2. The video education content providing apparatus of claim 1,
wherein the speech conversion processing unit recognizes the voice
speech of the participant included in the participant speech
information to convert the voice speech into speech text, applies
an artificial intelligence natural language processing function to
divide the speech text into questions and answers, compares the
speech text after measuring a cosine similarity to be grouped into
a set of the same subject and divided into dialogue chapters to
generate the speech analysis information.
3. The video education content providing apparatus of claim 2,
wherein the character formation processing unit creates virtual
characters with the same number as the number of the at least one
participant and outputs the voice speech and text corresponding to
the dialogue chapter through the character of each of the at least
one participant.
4. The video education content providing apparatus of claim 3,
wherein the character formation processing unit analyzes phrases of
the dialog chapter to extract a plurality of candidate characters
according to the analysis result, analyzes a facial expression or
voice of the participant to determine an emotional status, and then
selects a character corresponding to the emotional status based on
attribute information of each of the plurality of candidate
characters, and allows the voice speech and text to be output
through the selected character.
5. The video education content providing apparatus of claim 2,
wherein the character formation processing unit selects and creates
a character matching at least one condition of an age group of the
at least one participant, a dialogue keyword, and a dialogue
difficulty, and allows the character to be changed in real time by
reflecting a facial expression or a body motion of the participant
included in the participant's video to the character.

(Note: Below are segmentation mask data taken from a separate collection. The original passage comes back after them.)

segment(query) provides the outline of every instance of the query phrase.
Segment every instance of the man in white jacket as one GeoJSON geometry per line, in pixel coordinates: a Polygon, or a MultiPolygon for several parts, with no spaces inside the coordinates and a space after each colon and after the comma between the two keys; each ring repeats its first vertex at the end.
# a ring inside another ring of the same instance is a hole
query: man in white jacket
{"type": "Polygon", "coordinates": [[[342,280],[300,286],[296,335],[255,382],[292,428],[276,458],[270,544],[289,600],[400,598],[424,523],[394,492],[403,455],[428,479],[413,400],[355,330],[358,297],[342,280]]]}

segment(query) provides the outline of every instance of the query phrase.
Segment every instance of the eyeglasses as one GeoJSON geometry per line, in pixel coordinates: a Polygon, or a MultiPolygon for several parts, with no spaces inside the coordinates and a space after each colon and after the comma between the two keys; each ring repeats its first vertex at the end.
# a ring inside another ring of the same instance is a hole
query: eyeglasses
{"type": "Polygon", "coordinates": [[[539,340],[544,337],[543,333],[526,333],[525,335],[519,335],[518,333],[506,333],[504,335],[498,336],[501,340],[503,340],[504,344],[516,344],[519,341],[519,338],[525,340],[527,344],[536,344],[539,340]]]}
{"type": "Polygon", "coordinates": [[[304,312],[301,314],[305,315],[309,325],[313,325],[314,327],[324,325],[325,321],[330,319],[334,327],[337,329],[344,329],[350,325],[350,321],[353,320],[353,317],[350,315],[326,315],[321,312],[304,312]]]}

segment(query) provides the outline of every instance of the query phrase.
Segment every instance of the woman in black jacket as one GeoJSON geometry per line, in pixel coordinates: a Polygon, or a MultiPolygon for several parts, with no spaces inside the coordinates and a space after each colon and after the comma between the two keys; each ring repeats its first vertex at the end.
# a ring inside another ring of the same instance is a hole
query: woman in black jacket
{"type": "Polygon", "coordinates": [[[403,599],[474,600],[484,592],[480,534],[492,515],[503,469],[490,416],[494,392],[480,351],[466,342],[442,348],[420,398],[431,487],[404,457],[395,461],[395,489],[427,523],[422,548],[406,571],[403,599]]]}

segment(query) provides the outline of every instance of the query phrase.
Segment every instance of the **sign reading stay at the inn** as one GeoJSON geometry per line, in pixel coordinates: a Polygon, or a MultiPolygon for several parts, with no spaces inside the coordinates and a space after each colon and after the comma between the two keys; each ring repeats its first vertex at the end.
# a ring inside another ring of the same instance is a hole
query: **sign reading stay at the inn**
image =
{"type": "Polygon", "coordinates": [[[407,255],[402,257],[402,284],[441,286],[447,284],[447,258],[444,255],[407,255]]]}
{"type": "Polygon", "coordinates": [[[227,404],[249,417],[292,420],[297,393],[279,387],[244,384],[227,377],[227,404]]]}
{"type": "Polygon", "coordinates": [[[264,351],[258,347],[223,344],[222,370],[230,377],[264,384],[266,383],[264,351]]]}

6. The video education content providing apparatus of claim 5,
wherein the character formation processing unit calculates a first
score based on personal attribute information of at least one of
gender, age, and grade of the participant, calculates a second
score based on the dialogue keyword, and calculates a final score
by summing the first score and the second score, and the character
formation processing unit compares the final score with a reference
score of each of a plurality of characters to select the character
corresponding to the reference score with a smallest difference
value from the final score and allows the character to be changed
in real time by reflecting the facial expression or the body motion
of the participant to the character.
7. The video education content providing apparatus of claim 1,
further comprising: a declarative sentence content acquisition unit
which selects a specific participant of the participants and
acquires a declarative sentence content from the selected
participant; and a content conversion processing unit which
converts the declarative sentence content into a dialogue sentence
content in questions and answers or a dialogue format.
8. The video education content providing apparatus of claim 7,
wherein the content conversion processing unit divides chapters for
each subject by applying an artificial intelligence natural
language processing function to a voice or text content of the
declarative sentence content and converts the declarative sentence
content in a declarative sentence format into the dialogue sentence
content in the questions and answers or the dialogue format.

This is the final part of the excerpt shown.